# Anyone have or used a G Loomis Venture reel or similar?



## Dodger (Oct 20, 2009)

I'm wondering if any of you can tell me about this reel or perhaps suggest another one that is comparable.

I am looking to get a fly fishing set up and I'm looking for a reel. The Venture is about $100. The price can go up or down, but I would prefer to keep it within 20% of the venture if possible. I don't want the nicest stuff ever, but I want gear of sufficient quality that if I'm terrible at this then I can't blame the gear. :wink: 

So let me know if you like the Venture or if there is another reel I should look at. Looking for something around a 5 wt. 

Thanks!


----------



## Dodger (Oct 20, 2009)

Add a Pflueger Trion to the above. I've been given a recommendation for this reel as well.


----------



## Grandpa D (Sep 7, 2007)

Dodger said:


> Add a Pflueger Trion to the above. I've been given a recommendation for this reel as well.


I have a Trion and it's a great reel for the money.


----------



## flyguy7 (Sep 16, 2007)

The Pflueger Trion and the Loomis venture and the exact same reel internally.


----------



## Dodger (Oct 20, 2009)

Really? So what's the deal? Why the price difference? Is it just the appearance of the reel?


----------



## flyguy7 (Sep 16, 2007)

Exactly. Most of the foreign made reels in the $200 to $80 price range have the exact same internal components. Some examples would be the pflueger Trion, Loomis Venture, Cabelas RLS , 2 redingtons, the fly shop reels, Borger, Orvis mid arbor, cortland sterling and climax, Greys, etc.... all use the same internal contruction with different drag knob and spool designs.


----------



## Dodger (Oct 20, 2009)

Interesting. I didn't realize they were all so similar.
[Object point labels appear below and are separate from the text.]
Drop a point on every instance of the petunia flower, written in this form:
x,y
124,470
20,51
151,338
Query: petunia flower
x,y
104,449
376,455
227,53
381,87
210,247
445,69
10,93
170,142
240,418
So, what's your opinion on them? Is there another reel you would suggest? Or, since the internals are the same, should I just choose the one that looks prettiest?


----------



## flyguy7 (Sep 16, 2007)

I have used some of them and they are pretty good reels. The most important factor is that they are all machined aluminum instead of cast. Machined reels offer a much more durable reel, with tighter tolerances than a cast reel. Many are big fans of the Lamson Konic in that same price range and the Konic definitely has the edge in internal construction, but the Konic is NOT a machined reel so if you drop in on a hard surface, you are likely going to break the reel in half instead of maybe mending the spool a little. 

The biggest disadvantage to the above mentioned reels such as the Trion is that they rely on bearings that are unsealed in a plastic bearing assembly. This creates problems because 1) dirt and grime can fairly easily get into the internals and cause damage. 2)the bearing assemblies have to be "wet lubed" with oil, which further attracts dirt and grime into the internals causing problems. 3) with the internals being unsealed, water also gets into the guts of the reel. Because it is full of grease rust in really not an issue but I have had problems on cold days when the water inside freezes and seizes up the reel.

I have a few of these type of reels and they have treated me pretty well but it is exactly why Ross is my favorite design. No lubrication necessary and no bearings to fail.


----------



## Dodger (Oct 20, 2009)

Thanks flyguy7! This is really good information.

I think a machined reel sounds best. I don't want to have to buy a new reel every time I fall on a rock.

As far as the bearings, I have repaired a lot of old Penn reels and I'm pretty good with it. I've replaced bearings and I know where and how to get them. So if bearings freeze, I can fix it. I've not worked on fly reels so I'm not sure if that is possible. Could I just replace the open bearings for some sealed ones?

Or, it seems like Ross is your preferred brand. I looked on Cabelas and some models are slightly higher priced. Which model do you prefer? I obviously can't spend $400 on a fly reel, but I might be able to go a little higher. 

Just for fun, if money was no object, what is your ideal reel?

Now, say money is an object, and you are already going to have a hard time convincing the wife to let you blow $200 on a fly reel, which Ross are you going to get?

BTW - Those are some real nice browns you posted pictures of. Congrats on some nice fish.


----------